Differences In Accounting for Freight and Other Business Expenses
Freight charges can be handled in much the same way as other general business expenses. However, there are two significant differences between freight charges and other business expenses. Unlike most business expenses, freight charges can either be paid by the person shipping out the goods or by the person receiving the goods. Furthermore, freight charges are only incurred as goods are sent out. Another factor complicating matters is that if freight is part of the cost of an asset, it must be recorded and included in the asset’s overall value.
FOB Shipping Versus FOB Destination
Accountants typically label the charges as either FOB shipping point or FOB destination. FOB stands for “freight on board.” FOB shipping point requires the buyer to pay freight charges. FOB destination means the seller must pay the charges for shipping the assets. In other words, when you are shipping freight to your customers, the cost of making that delivery is an expense that comes out of your ledger as a debit. This is considered a selling expense and is known as freight-out. When you make a purchase and the supplier bills you for shipping, that is referred to as freight-in. That debit comes out of a “cost of sales-freight” account.

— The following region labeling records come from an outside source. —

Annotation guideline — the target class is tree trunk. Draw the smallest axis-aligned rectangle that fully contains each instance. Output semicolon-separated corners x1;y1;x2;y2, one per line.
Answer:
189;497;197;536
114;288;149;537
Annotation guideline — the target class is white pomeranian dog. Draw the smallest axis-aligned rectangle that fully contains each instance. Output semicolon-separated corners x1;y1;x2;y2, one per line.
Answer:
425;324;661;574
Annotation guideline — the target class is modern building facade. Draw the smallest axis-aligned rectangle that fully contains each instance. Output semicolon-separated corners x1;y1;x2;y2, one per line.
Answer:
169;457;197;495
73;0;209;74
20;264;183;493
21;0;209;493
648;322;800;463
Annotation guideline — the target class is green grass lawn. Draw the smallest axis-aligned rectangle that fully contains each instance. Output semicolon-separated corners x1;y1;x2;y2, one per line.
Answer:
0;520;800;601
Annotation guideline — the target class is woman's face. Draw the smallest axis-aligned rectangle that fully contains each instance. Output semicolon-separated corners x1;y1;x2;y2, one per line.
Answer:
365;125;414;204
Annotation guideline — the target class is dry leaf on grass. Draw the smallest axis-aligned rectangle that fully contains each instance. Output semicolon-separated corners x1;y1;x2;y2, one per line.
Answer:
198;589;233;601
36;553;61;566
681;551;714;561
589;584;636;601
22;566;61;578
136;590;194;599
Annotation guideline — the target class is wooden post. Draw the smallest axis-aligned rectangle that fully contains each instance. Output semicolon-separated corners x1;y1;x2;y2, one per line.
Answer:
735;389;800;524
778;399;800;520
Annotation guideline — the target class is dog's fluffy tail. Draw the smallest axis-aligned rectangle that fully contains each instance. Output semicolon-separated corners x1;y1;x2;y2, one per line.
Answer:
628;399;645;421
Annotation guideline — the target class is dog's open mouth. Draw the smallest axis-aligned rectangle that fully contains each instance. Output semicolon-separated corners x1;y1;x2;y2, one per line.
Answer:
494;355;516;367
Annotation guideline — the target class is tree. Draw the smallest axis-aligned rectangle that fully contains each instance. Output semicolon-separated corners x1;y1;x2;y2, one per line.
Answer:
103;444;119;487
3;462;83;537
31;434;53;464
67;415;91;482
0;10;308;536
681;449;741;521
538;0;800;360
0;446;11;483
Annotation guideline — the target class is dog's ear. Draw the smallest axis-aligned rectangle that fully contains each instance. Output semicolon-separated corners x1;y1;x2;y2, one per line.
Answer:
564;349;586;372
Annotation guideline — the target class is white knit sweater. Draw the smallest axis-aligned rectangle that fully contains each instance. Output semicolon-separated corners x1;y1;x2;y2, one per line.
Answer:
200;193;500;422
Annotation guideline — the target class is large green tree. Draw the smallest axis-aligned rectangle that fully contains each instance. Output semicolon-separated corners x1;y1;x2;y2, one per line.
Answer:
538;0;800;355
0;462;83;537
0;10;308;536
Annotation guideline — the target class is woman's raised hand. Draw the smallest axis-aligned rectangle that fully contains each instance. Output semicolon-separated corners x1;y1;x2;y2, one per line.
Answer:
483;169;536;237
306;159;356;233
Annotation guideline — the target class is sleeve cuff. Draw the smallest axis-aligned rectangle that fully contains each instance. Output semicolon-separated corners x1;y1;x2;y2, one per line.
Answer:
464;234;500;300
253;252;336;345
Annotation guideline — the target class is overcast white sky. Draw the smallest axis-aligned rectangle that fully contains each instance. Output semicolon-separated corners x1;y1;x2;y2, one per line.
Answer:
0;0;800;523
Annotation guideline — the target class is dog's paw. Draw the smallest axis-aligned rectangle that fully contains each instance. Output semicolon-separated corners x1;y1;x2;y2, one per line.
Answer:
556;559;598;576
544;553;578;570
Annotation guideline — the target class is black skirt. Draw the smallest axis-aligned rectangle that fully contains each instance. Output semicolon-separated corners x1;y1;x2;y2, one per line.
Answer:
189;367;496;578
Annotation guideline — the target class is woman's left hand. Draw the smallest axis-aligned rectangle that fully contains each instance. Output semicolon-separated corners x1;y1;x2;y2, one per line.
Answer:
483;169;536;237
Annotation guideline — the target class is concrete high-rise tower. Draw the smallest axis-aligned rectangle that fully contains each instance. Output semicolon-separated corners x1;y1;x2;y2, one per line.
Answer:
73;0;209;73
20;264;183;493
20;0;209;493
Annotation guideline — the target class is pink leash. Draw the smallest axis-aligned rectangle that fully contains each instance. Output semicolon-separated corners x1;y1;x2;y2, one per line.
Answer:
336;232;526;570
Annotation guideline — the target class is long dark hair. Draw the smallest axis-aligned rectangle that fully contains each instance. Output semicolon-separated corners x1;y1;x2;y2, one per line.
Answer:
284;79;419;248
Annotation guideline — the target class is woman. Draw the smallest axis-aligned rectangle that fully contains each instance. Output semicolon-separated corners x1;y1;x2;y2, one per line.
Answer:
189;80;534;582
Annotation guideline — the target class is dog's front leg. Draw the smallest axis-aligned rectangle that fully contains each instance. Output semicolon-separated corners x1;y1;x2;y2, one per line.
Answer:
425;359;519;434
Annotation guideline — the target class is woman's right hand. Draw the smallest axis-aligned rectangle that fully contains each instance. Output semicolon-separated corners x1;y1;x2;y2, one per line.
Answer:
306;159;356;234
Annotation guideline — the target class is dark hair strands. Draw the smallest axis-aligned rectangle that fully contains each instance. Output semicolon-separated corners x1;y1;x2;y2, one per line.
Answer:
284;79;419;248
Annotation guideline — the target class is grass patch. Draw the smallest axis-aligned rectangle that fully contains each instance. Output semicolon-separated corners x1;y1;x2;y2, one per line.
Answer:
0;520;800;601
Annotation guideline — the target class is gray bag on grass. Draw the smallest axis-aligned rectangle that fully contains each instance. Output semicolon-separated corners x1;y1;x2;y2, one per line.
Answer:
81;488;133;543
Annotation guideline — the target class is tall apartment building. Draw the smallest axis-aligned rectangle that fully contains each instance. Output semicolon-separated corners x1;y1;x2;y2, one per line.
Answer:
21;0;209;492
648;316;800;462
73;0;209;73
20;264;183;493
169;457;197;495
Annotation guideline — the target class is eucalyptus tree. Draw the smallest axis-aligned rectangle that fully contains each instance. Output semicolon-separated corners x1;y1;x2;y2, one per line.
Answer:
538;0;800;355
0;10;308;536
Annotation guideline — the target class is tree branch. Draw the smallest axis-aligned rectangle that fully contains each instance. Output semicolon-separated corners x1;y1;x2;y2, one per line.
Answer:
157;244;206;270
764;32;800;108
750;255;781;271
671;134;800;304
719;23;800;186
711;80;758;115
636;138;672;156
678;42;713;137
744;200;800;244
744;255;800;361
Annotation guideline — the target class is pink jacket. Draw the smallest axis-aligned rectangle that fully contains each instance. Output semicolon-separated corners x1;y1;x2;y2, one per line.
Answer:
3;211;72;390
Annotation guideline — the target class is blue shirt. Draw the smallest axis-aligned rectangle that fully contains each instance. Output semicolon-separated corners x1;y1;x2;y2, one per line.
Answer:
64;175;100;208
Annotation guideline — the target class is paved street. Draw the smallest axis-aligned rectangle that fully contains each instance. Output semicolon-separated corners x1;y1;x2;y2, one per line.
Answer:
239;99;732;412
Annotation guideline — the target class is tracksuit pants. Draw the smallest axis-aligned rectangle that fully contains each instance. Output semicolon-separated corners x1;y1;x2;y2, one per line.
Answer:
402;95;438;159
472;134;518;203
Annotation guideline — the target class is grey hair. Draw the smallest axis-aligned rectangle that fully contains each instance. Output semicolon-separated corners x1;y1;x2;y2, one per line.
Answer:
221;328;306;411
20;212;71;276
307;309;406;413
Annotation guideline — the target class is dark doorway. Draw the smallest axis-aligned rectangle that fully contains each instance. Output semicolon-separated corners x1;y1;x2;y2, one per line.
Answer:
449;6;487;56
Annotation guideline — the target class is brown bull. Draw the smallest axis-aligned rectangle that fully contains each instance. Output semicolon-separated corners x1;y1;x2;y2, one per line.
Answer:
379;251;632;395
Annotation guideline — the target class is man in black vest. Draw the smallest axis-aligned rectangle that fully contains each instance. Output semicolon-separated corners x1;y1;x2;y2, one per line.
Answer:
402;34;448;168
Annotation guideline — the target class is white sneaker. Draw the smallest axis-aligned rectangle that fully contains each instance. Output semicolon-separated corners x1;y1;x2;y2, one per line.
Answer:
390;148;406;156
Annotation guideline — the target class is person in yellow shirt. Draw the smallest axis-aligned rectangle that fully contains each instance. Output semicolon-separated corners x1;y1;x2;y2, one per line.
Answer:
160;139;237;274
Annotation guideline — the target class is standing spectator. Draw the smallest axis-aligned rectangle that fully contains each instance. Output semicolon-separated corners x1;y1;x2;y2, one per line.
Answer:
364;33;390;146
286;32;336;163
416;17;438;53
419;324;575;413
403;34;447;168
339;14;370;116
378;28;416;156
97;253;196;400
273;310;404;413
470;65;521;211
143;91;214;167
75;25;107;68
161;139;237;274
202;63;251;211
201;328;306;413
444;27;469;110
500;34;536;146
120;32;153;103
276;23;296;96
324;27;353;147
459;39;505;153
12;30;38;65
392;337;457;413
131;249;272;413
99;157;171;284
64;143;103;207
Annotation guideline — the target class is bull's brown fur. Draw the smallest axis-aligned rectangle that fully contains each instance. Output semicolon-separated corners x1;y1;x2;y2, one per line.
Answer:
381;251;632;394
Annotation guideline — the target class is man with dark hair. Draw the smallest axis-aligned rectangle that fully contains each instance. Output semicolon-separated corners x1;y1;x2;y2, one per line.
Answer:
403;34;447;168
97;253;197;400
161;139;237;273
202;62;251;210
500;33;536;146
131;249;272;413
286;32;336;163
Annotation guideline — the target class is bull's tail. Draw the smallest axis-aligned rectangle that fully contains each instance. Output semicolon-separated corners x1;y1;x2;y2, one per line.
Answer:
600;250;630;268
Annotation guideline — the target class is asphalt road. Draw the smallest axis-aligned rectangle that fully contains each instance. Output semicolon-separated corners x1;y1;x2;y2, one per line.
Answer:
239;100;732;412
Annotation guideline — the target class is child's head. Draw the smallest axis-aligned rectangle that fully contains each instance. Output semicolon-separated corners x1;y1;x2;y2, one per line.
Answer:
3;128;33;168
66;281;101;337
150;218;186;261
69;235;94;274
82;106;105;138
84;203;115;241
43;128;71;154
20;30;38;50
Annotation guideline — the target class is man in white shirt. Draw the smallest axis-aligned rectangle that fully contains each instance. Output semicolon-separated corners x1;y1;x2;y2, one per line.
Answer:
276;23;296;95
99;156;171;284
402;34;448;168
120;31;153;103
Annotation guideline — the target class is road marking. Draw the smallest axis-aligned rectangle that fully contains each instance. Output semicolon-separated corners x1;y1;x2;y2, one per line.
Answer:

Recording Freight Charges in Accounting
To learn how to record freight charges in accounting, first determine the classification for the freight charges. Is the buyer or the seller paying freight charges? For FOB shipping point, the sale occurred at the shipping point – meaning your company’s dock. FOB destination means that the sale will occur when it arrives at the destination – at the buyer's receiving dock.
If the freight classification is FOB shipping point, the buyer takes responsibility for the cost of transporting the goods. To the buyer, this is a freight-in or transportation-in cost.
If the freight classification is FOB destination, then the seller records the transportation cost as freight-out, transportation-out or delivery expense. If there is no entry in the ledge for this expense, create one. FOB destination requires a debit to freight-in and a credit to accounts payable. Sellers – who pay freight under FOB shipping point – debit delivery expense while crediting accounts payable.